100 years ago: Major powers sign loan agreement with China

WORLD SOCIALIST WEB SITE

The signing of the Boxer Protocol in 1901

On January 1, 1913, the “six powers”—Britain, the United States, Germany, France, Russia and Japan—reached a preliminary agreement with China, to establish a loan of 25 million pounds. On December 31, 1912, China had defaulted on payments under the Boxer Indemnity Agreement, established in the aftermath of the Boxer Rebellion to compensate the major powers for losses sustained during the popular upheaval of 1900.

At the end of 1912, Russia and France, with the tacit support of the other major powers, vocally opposed the Chinese regime’s appeals for an extension of time to pay installments under the Boxer indemnity.

The Times [of London] articulated the concerns of the major powers that underlay the decision to grant a loan. The paper quoted a Peking correspondent who described the Chinese government as “dangerously invertebrate,” and noted that much of the south of the country was in a “lawless state.”

The terms of the loan, dubbed the “Reorganisation Loan,” were finalised in April 1913. They included direct foreign oversight of revenue collection in the Chinese salt industry. US President Woodrow Wilson withdrew from the loan agreement, as it was not viewed as sufficiently advantageous to American corporations.

The loan was part of the attempt by the major powers to maintain their grip over China, and prevent the development of further social upheavals in the aftermath of the Chinese Revolution of 1911.

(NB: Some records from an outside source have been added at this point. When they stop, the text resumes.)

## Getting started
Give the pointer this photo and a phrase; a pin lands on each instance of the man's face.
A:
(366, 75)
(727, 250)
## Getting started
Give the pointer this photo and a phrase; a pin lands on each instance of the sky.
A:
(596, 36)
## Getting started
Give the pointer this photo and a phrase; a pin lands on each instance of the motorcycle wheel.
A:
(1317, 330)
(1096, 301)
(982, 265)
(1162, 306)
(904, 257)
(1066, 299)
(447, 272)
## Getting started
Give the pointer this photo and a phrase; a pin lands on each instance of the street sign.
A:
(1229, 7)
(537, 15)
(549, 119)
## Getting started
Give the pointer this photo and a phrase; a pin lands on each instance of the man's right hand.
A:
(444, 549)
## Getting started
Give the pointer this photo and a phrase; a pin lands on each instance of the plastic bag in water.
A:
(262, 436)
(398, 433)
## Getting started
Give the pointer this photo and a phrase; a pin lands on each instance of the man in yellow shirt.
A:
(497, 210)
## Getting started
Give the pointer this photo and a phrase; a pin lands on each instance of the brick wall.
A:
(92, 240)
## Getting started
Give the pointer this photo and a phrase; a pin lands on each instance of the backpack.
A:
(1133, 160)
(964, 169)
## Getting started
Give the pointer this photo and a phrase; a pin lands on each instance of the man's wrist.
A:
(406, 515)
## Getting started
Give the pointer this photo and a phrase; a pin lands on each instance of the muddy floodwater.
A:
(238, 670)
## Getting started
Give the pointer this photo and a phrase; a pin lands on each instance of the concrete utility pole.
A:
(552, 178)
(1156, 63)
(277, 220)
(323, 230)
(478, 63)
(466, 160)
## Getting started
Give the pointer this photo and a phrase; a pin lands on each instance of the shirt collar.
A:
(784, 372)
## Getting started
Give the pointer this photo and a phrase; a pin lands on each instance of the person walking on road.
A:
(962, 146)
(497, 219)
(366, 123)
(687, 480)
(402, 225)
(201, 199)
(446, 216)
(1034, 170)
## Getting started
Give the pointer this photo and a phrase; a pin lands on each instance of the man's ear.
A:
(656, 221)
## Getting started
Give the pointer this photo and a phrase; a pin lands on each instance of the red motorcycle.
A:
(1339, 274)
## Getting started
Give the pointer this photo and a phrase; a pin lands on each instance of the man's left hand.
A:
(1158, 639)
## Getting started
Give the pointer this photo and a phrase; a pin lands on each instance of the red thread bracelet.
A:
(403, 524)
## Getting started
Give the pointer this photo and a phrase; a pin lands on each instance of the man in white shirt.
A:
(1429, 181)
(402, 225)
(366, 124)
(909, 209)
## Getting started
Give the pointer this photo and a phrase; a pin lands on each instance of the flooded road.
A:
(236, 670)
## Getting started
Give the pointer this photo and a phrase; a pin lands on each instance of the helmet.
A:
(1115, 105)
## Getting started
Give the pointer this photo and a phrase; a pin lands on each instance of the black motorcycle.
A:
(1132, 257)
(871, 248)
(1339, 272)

In October 1911, a military revolt in Wuchang ignited a nationwide upheaval against the Manchu dynasty, which was viewed as the corrupt instrument of the great powers and a tiny imperial class. While the revolution toppled the dynasty within months, it was led by nationalist layers of the intelligentsia who mobilized disgruntled sections of the state bureaucracy and the military, but made no appeal to the peasantry or the urban masses. The incomplete character of the revolution was expressed in the ascension to power of Yuan Shikai, a warlord with close ties to the Manchus, in March 1912.